Arbeitskräfte an einem der führenden Kunst- und Designmuseen der Welt führten einen Streikballot wegen Lohnforderungen und Hitzeperioden durch. Die Beschäftigten des Victoria and Albert (V&A) stellten eine Aktion gegen die zunehmenden Temperaturen und mangelnden Zugang zu Trinkwasser sowie bessere Arbeitsbedingungen auf. Mehr als dreihundert Mitarbeiter an vier Standorten des V&A in London – dem Museum in South Kensington, dem V&A East Museum, dem V&A East Storehouse und dem Young V&A in Bethnal Green – nahmen an dem Ballot teil.

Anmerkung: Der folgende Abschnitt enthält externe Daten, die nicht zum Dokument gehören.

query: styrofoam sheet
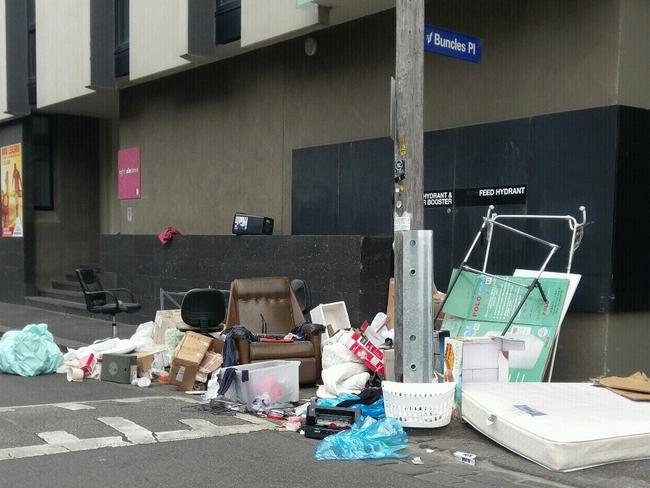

Der Ballot wurde während einer Sommerperiode extremer Temperaturen initiiert und galt als einer der ersten Schritte, um Bedenken hinsichtlich der Arbeitsbedingungen während einer Hitzewelle zu äußern. Die Public and Commercial Services Union (PCS) startete den Streikballot am 23. Juli aufgrund „ernsthafter und ungelöster Bedenken, die das Personal im gesamten Museum betrafen“. Während die Forderungen nach einer Mindestzuwächung des Gehalts von vier Prozent laut waren, äußerte die Gewerkschaft auch Besorgnis über die Hitzeexposition und den Zugang zu Wasser.
Die Gewerkschaft forderte von der Unternehmensleitung die Einführung einer Richtlinie zur Schließung öffentlicher Bereiche an allen vier Standorten, wenn die Temperaturen 30 Grad Celsius überschritten. Zudem verlangten sie die Einführung von Maßnahmen zur Minderung der Hitze für die Mitarbeiter hinter den Kulissen und erlaubten den Mitarbeitern im V&A East Storehouse, Wasser zu tragen und zu trinken, während sie in Bereichen arbeiteten, in denen Ausstellungen gezeigt wurden. Die Gewerkschaft forderte außerdem, dass das V&A zu einem akkreditierten Arbeitgeber für einen angemessenen Lebenslohn in London werde.
Das V&A bestätigte, dass alle seine Mitarbeiter mindestens den Londoner Mindestlebenslohn von 14,80 Pfund pro Stunde erhielten. Dennoch berichteten einige beauftragte Auftragnehmer nicht über diesen Mindestlohn, und das V&A wurde noch nicht als akkreditierter Arbeitgeber für einen Lebenslohn anerkannt, obwohl eine Überprüfung später im Jahr vorgesehen war. Das V&A Dundee hingegen war ein akkreditierter Arbeitgeber für einen Lebenslohn.
Nick Marro, Kultursekretär der PCS, erklärte, dass die Mitglieder des V&A-Personals streikten, weil „genug war“. Er kritisierte, dass die Unternehmensleitung die Mitarbeiter nicht erlaubte, Wasser zu tragen oder zu trinken, und dass sie sich weigerte, ein akkreditierter Arbeitgeber für den Londoner Lebenslohn zu werden. Er betonte, dass das Unternehmen versäumt habe, die Menschen zu unterstützen, die eines der prestigeträchtigsten Museen Großbritanniens am Laufen halten. Die Prospect-Gewerkschaft ballottierte ebenfalls Mitglieder für einen Streik wegen Bedenken hinsichtlich Lohn und Bedingungen, deren Ballot am 29. Juli endete.
Ein Sprecher des V&A erklärte, dass das Museum seit Februar mit der Gewerkschaft verhandelte und diese Gespräche fortgesetzt wurden. Das Angebot sah eine allgemeine Gehaltserhöhung von 3,6 Prozent im Gesamtgehalt, eine Mindesterhöhung über der Inflationsrate sowie eine Erhöhung von 6,9 Prozent für die am wenigsten verdienenden Kollegen vor. Das V&A betonte, dass die Sicherheit und das Wohlergehen seiner Mitarbeiter von größter Bedeutung seien. Es wurden umfangreiche Maßnahmen zur Unterstützung des Personals während der Hitzewelle ergriffen, darunter zusätzliche Ruhepausen, die Rotation des Personals zwischen den Galerieräumen und die Schließung mehrerer Galerien im V&A South Kensington sowie die vollständige Schließung des Young V&A für elf Tage während der Höchstphase der Hitzeperiode. Zur Sicherung der nationalen Sammlungen wurden während der „Order an Object“-Termine im V&A East Storehouse Essen und Trinken untersagt, und Besucher wurden von V&A-Mitarbeitern begleitet.